Advertisement

Senator Rand Paul Wants Congress To Allow Guns In Post Offices

CREDIT: AP
CREDIT: AP

Sen. Rand Paul (R-KY) proposed an amendment Wednesday to remove the federal ban on guns in post offices during a Senate Homeland Security and Governmental Affairs Committee meeting.

The National Association for Gun Rights, a pro-gun group that sets itself apart from others such as the NRA by identifying as a grassroots movement, posted on its website earlier this week encouraging its members to “stand with Senator Paul by taking action right away” and contact other members of the committee who are “preparing to fight tooth-and-nail against Senator Paul’s proposal.” In the same message, the association also claimed that “’Gun-free zones’ are really ‘criminal safezones’ that only serve to provide would-be criminals with a place to find unarmed victims” and that “no law-abiding citizen should be disarmed and placed at the mercy of would be criminals.”

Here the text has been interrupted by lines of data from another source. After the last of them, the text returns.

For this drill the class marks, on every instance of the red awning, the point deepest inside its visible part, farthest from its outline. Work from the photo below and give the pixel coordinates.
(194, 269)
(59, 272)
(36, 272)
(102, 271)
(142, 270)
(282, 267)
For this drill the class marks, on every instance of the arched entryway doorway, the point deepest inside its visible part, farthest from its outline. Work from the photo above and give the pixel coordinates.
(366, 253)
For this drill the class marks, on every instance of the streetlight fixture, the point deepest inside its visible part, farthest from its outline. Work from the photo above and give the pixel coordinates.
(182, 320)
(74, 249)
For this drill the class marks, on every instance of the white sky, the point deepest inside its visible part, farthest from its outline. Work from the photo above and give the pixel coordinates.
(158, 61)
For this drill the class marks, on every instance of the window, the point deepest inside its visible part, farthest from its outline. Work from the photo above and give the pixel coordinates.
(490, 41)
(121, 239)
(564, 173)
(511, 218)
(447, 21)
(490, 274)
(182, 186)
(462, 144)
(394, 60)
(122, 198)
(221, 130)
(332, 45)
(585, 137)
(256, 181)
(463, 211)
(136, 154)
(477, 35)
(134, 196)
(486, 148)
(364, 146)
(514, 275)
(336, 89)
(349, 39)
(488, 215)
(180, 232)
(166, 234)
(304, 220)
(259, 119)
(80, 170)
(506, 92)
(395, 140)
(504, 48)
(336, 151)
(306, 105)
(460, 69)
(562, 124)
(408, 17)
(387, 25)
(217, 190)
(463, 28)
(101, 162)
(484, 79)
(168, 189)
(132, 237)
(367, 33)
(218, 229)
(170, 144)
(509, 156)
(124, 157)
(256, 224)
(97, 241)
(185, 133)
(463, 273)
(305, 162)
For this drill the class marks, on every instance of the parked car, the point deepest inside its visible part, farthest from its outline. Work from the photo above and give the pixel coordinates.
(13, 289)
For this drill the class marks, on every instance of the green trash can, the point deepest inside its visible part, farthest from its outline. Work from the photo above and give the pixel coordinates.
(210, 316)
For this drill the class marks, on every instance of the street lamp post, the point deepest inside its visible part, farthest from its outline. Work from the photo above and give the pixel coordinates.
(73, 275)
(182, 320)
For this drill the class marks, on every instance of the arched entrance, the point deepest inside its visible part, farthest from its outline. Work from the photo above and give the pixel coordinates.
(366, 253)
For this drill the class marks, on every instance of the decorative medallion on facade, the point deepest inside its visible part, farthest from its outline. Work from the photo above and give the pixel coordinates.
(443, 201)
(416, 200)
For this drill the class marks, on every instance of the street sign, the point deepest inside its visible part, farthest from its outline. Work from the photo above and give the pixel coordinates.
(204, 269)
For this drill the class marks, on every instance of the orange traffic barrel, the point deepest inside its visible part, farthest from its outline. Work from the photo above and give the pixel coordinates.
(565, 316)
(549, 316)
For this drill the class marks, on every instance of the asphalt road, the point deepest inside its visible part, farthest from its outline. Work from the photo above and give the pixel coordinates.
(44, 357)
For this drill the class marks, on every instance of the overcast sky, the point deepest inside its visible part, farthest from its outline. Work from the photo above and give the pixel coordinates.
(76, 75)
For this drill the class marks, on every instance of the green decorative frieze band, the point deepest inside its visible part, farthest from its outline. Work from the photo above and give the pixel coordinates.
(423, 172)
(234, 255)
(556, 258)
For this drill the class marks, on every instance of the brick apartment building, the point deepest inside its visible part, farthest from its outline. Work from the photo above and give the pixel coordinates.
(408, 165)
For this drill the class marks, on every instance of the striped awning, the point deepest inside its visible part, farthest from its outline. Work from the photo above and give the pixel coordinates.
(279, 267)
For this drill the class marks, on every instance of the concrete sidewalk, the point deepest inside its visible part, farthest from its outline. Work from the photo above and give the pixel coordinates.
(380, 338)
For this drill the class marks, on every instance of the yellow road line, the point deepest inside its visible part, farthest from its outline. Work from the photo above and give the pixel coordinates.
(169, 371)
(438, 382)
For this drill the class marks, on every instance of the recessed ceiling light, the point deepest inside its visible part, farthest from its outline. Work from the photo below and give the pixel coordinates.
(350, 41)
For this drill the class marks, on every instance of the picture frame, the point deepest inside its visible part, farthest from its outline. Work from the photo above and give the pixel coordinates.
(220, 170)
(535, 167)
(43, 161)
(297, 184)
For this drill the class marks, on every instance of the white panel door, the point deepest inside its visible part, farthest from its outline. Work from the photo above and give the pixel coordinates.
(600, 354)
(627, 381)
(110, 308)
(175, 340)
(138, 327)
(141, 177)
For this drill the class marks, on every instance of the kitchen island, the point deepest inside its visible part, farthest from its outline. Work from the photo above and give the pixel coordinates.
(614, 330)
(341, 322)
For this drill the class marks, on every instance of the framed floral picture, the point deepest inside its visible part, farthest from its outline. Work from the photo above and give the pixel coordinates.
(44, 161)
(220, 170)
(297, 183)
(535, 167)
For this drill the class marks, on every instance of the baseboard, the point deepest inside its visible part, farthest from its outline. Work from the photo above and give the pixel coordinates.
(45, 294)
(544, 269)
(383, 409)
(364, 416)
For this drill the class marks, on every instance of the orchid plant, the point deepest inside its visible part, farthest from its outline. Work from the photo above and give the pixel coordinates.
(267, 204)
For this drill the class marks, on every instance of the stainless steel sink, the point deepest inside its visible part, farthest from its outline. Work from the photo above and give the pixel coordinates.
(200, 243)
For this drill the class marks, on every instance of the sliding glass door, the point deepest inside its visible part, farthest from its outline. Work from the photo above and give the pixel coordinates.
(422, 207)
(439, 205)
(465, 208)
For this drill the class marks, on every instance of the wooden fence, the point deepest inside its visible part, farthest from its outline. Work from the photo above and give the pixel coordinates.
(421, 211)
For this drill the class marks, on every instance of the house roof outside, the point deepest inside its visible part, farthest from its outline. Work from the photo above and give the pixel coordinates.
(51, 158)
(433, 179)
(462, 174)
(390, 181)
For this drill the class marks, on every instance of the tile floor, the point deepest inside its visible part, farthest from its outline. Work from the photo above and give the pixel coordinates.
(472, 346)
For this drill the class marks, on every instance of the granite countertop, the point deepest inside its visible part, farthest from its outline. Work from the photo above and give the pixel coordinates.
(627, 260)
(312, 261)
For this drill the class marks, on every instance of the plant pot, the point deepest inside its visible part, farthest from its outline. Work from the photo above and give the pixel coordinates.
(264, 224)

Prior to a recent ban, U.S. Post Offices had been the venue for several mass shootings including an incident in Edmond, Oklahoma in 1986 that ended up coining the term “going postal” to describe workplace violence.

Paul’s suggested provision wasn’t added to a bill about other unrelated post office changes; committee members said the idea would require more study first.

Advertisement

Paul’s move is the latest to seek expanded gun rights. In the months after the Newtown Massacre, more senators voted for an amendment to weaken gun safety laws than the major initiative to strengthen them through expanded background checks. The only gun safety bill that congress passed in 2013 was a 10-year reauthorization of the 25-year-old Undetectable Firearms Act which requires 3D-printed plastic firearms contain a small amount of metal, allowing metal detectors to notice them.